Starting with elections and specifically with the Real Ugly. Yes, it is foundation ugly but it's not Thomas E. Ricks, it's worse: Nir Rosen. Rosen's offering predicitions and those who are familiar with his past attempts at tea leaf reading are immediately laughing. But there's laughable and then there is appalling. Rosen, who looks more and more like Abu Musab al-Zarqawi, decided to share the following:
Maliki will probably emerge the victor in the elections. His more sectarian and corrupt Shiite rivals are discredited and unpopular, but more importantly, he is an authoritarian ruler in the Middle East, he would have to be really incompetent if he couldn't stay in power. If Karzai could do it, then Maliki should be able to as well. Of course there is nothing uniquely Middle Eastern about this. In fact maybe looking at post-Soviet states is useful -- that is, the new ruler will not readily relinquish control, even if he has to bend the rules a bit, or operate outside the constitution. This has happened in Asia, Africa, and other places in transition. I hate to admit that I hope Maliki wins. He's the best of all the realistic alternatives. It's not like a more secular candidate is likely to win, so if it's not Maliki it will be Jaafari or Chalabi. Frankly this is a rare case where I hope Maliki violates the constitution, acts in some kind of authoritarian way to make sure he wins the elections, because the alternative is fragmentation, or a criminal, sectarian kleptocratic Shiite elite taking over, and then Iraq might unravel. For now it's still "raveling."
"I hope Maliki violates the constitution"? You really want to say that? I guess it doesn't matter, you're now on the record saying that. Saying that you hope he "violates the constitution, acts in some kind of authoritarian way" and we're talking about Little Nouri, the would-be New Saddam. You can't take that back. You can't put it back into the bottle. Your wish is that the Constitution be trashed, that the process be ignored. When Iraqis have to live with your okaying of that process, remember you wanted it, you encouraged it, you wrote a piece advocating for it. There are no take backs on democracy. Nir Rosen is the perfect example of someone who can be educated and educated but never learn. No one who truly values democracy would ever advocate that the process be trashed, thwarted or ignored. We may not be happy with the results of, for example, an election but when we trash the process, we trash our own democracy. When we critique another society and offer that their authoritarian leader should disregard the laws and the processes, we send a message and it's an ugly and dangerous one.

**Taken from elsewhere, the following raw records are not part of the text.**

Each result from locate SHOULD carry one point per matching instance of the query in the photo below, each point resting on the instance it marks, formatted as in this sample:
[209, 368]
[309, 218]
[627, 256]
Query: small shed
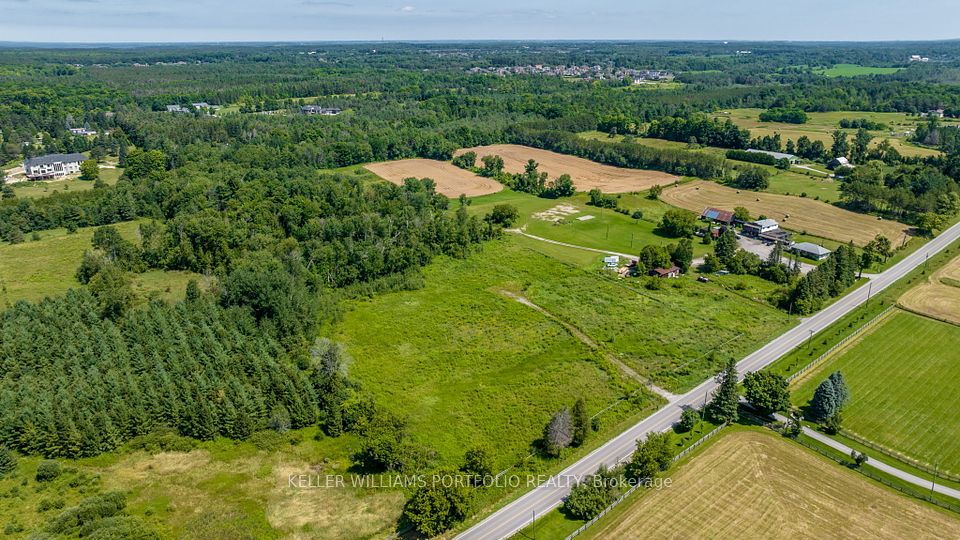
[811, 250]
[838, 162]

Refugees International really can't afford these type of comments from Rosen. And just yesterday, the US military was trumpeting a Monday conference on "human rights and the role of the military in a democracy" that over 60 female Iraqi soldiers attended. You can bet that the seminar didn't teach the soldiers to root for their country's Constitution being trashed or that the elections were fraudulent. There is democratic thinking and there is what Nir Rozen has offered which, pay attention, is how the US government has justified installing every despot from Saddam Hussein in Iraq to Augusto Pinochet in Chile. There is no excuse for the 'hope' Rosen has expressed. It is outrageous and it is offensive.

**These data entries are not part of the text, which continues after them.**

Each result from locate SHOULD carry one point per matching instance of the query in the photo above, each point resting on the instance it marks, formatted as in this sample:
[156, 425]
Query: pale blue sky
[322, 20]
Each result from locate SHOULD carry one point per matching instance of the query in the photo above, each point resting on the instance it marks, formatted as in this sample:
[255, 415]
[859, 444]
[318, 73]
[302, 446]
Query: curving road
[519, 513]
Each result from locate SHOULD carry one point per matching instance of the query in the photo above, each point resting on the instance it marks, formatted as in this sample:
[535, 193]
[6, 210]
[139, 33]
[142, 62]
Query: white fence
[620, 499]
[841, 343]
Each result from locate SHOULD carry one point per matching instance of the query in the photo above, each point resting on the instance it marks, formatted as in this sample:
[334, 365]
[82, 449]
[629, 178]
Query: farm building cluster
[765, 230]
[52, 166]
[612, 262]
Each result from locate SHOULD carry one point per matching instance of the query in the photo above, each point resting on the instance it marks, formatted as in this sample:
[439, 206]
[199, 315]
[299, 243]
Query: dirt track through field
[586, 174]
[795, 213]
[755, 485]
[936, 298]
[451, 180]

As to his predictions, Nir Rosen will no doubt insist, "I was just there!" Yes, and you've been there before and all of your predictions have been wrong repeatedly (do we need to go into Sahwa for just one example or maybe the way you wrongly predicted what's known as the "civil war" of 2006 and 2007 would go down?). Sahar Issa (McClatchy Newspapers) doesn't breeze through like Rosen, Sahar lives there:
When asked why more than 500 candidates were banned just before the elections -- they would answer, "We are not sectarian -- there are as many Shiites as Sunnis on those lists", but when I asked Ahmed Chalabi at a press conference why were the political parties in power, who were religious in nature, targeting the seculars (and not the Sunnis as was the usual question to be asked of a Shiite controlled government), he was taken aback, but recovered quickly and with a knowing twinkle in his eyes, retorted, "Do you see me being targeted??" It was no use telling him that he was part of the biggest and maybe the most powerful Shiite alliance in the country, and therefore not considered secular -- I knew he would not answer -- He was too smart. Instead, he declared, "This conference is to discuss the legality of the ban -- and not the political aspects of it." and ended the conference soon after.
So the struggle, now, is religious vs. secular.

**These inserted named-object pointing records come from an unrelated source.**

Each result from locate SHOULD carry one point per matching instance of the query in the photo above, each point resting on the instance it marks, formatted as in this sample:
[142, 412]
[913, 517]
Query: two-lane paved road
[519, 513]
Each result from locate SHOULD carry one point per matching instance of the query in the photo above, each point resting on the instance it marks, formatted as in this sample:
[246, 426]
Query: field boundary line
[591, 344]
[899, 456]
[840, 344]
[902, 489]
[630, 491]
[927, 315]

This country was secular once.
Will it be secular again? Do the seculars have a chance?
Difficult to say.
Further bad news for the laughable Nir Rosen comes via the latest ORB poll. Michael Hastings (The Hasting Report, True/Slant) reports that Iraqis were polled last week and
* In Baghdad 65% of people want someone other than Maliki as Prime Minister and fewer people say they are very likely to vote than elsewhere -- just 22% compared with 64% across Iraq as a whole.
*When asked whether conditions for peace and security have improved in the past 3 months 57% of Baghdad voters say things have worsened and across all of Iraq more than half (54%) think things have gotten worse or not improved.
* 96% of voters want change in the country -- with most wanting significant change. Maliki's status quo is not endough.
* An average of 64% of voters have an unfavourable view of Iran -- only 18% have a favorable view and 68% of all voters think that Iran is a bad influence in Iraq.
The polling reflects earlier reporting by Aseel Kami (Reuters) who noted over a week ago that the lack of basic services were impacting Iraqi attitudes towards voting.
Steven Lee Myers (New York Times) profiles a few of the candidates running for Parliament including an activist "for those the war has left wounded," Karim Radhi al-Khafaji who states, "I consider myself the candidate for the disabled and the deprived and those who are marginalized. [. . .] We have not seen anyone pay attention to us, including the prime minister." He offers that the percentage of people disabled or challenged in Iraq is 13% greater than the "world average of 2 percent".
Ahmed Chalabi has reported cut a deal with Tehran that, if true and if they stick with it, would slide Nouri al-Maliki to the side after the elections and allow Chalabi to be Prime Minister. (If true. Some are beginning to wonder if the original source of the rumor isn't Chalabi himself.) Layla Anwar (An Arab Woman Blues) reports on a recent interview the War Criminal gave:
Chalabi was obnoxious with Souhair Al-Qayssi and she would not let him off the hook, he did not intimidate her with his aggressiveness and she grilled him...Good for you Souhair, you're my kind of an Iraqi woman !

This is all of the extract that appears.